Cloud Cultures: Japan
Cloud Cultures, Episode 8 — Japan Microsoft | Executive Producer | Season 2
Japan was the Season 2 finale of Cloud Cultures, and it may have been the most complex episode to produce. Japanese business culture places enormous emphasis on formality and not inconveniencing guests, which created friction at nearly every stage. Getting executives to venture beyond their own offices required persistent, careful negotiation, and even then, the conversations we wanted to have often had to be coaxed past the topics our subjects preferred to discuss.
The Nissin story captures the challenge best. We had arranged to shoot at their museum, a location with genuine visual and narrative richness, only to arrive and be directed toward a dark conference room inside the building. I pushed back, explaining that the museum itself was a character in the story, not just backdrop, and that moving through the space would elevate the interview from good to memorable. After several conversations and phone calls, they agreed. It became the strongest segment in the episode.

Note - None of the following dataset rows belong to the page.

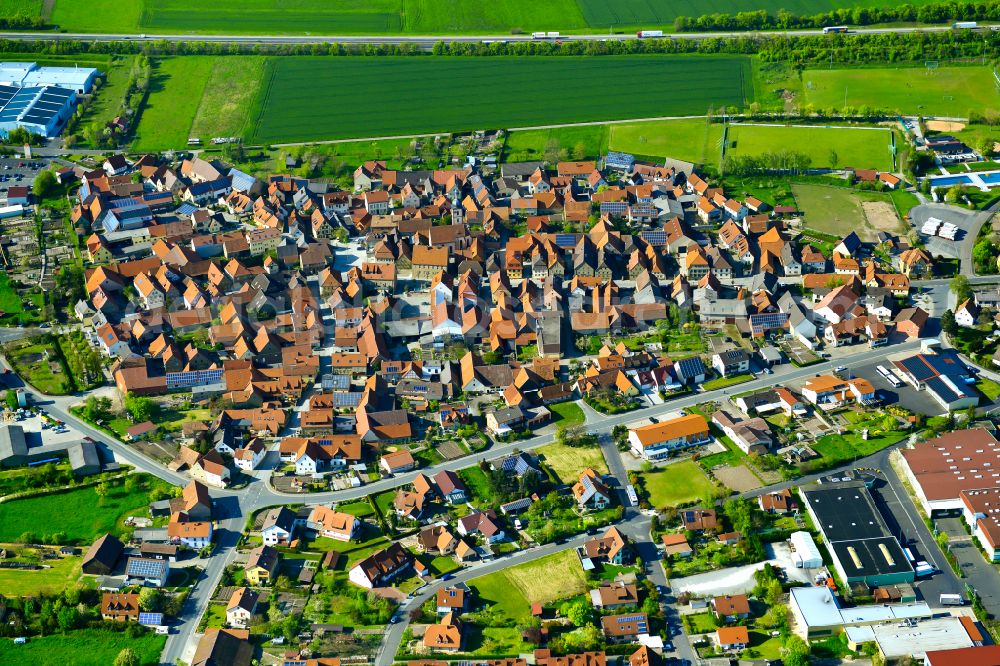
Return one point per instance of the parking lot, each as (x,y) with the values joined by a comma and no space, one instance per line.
(964,220)
(14,172)
(906,396)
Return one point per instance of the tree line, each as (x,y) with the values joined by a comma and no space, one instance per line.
(934,13)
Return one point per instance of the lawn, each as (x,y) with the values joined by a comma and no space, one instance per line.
(230,99)
(863,148)
(80,514)
(723,382)
(477,483)
(354,552)
(567,462)
(527,145)
(512,591)
(568,414)
(949,91)
(33,360)
(692,140)
(107,103)
(548,91)
(837,449)
(175,94)
(839,210)
(676,484)
(424,17)
(25,583)
(86,647)
(700,623)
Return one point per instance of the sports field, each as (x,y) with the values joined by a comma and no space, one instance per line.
(948,91)
(390,96)
(423,17)
(856,147)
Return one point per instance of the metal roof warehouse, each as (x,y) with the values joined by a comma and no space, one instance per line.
(863,549)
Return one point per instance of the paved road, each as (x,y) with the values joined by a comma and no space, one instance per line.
(425,41)
(259,493)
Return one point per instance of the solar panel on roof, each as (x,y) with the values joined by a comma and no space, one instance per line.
(150,619)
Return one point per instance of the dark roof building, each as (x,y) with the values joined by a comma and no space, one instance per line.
(102,556)
(862,547)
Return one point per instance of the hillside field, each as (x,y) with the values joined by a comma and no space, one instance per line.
(947,91)
(859,148)
(367,17)
(390,96)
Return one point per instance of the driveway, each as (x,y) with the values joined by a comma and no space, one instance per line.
(979,573)
(739,580)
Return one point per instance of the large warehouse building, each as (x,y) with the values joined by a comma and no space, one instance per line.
(40,99)
(79,80)
(862,548)
(941,468)
(39,110)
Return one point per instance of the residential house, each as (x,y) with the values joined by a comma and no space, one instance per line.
(659,440)
(382,567)
(241,607)
(262,565)
(120,606)
(591,492)
(731,607)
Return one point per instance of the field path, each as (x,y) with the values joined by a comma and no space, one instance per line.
(509,129)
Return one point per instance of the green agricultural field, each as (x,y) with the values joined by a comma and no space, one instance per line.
(949,91)
(26,582)
(81,514)
(230,98)
(86,647)
(860,148)
(425,17)
(837,211)
(529,145)
(676,484)
(567,462)
(549,90)
(692,140)
(512,591)
(176,91)
(106,16)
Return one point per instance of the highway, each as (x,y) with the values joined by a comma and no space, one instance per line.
(424,41)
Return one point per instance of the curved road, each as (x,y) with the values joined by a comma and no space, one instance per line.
(234,506)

A late addition to the production added another layer of complexity. Microsoft's newly appointed Chief Marketing Officer, a Japanese native with deep personal ties to the market, wanted to participate. His involvement was welcome but logistically demanding: his schedule was tight, his team scrutinized every detail of his participation, and he was insistent on conducting the Sony interview himself. I found ways to integrate him that felt intentional rather than additive, while preserving the co-host structure that had worked throughout the series.
The result, despite every obstacle, was an episode all involved were proud of and one that closed out the season on a high note.

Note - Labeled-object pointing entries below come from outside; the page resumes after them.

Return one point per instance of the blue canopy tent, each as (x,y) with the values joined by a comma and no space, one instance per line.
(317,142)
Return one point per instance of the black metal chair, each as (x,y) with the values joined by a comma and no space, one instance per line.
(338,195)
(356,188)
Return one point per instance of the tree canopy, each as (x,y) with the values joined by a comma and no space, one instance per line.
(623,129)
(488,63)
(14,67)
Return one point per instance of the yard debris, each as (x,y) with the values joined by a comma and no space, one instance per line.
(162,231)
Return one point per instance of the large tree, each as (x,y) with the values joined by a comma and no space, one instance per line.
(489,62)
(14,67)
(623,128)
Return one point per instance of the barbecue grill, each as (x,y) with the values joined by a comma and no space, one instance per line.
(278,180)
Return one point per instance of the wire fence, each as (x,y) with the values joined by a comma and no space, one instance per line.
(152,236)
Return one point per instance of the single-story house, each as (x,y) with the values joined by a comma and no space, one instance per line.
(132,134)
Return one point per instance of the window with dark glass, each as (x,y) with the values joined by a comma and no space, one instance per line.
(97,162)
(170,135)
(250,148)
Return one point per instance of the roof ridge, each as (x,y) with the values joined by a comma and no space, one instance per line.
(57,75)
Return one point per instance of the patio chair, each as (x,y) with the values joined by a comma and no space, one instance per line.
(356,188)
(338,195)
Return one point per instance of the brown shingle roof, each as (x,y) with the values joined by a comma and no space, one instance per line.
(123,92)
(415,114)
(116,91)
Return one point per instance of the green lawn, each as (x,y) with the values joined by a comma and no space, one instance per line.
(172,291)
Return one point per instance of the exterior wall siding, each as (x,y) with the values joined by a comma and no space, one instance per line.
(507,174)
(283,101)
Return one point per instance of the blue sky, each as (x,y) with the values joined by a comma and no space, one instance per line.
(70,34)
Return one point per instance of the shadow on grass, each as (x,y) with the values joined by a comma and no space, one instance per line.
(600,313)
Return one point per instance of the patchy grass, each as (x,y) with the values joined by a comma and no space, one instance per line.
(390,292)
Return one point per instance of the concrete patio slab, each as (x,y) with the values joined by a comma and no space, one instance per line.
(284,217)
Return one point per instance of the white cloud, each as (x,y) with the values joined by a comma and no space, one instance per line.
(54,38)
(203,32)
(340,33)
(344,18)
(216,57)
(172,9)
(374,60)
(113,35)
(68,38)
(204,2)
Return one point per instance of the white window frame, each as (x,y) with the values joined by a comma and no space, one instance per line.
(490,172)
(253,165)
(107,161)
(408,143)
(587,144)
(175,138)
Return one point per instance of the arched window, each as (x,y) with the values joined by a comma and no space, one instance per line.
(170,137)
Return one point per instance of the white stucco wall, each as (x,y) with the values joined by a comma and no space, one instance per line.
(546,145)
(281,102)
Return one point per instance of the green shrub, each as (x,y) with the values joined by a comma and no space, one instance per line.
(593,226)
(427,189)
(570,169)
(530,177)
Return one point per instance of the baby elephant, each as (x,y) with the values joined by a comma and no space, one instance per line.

About Cloud Cultures Microsoft | Executive Producer | 12 Episodes across 3 Seasons
Cloud Cultures began as a question: what if Microsoft's global infrastructure story was told not through data centers and technical specs, but through the people and cultures those capabilities actually serve? I was part of the core team that developed the series from the ground up - shaping its structure, branding, tone, and production - before taking ownership as executive producer once production began.
A three-episode pilot proved the concept decisively. Microsoft immediately ordered five additional episodes, expanding the series to two full seasons, then commissioned a third before our host — a Microsoft executive — moved on from the company. Twelve episodes. Twelve countries. A multi-million dollar, multi-year production that earned Telly, Hermes, American Advertising, and Cascadia Creative Awards, including two Platinum Hermes and a Telly Gold.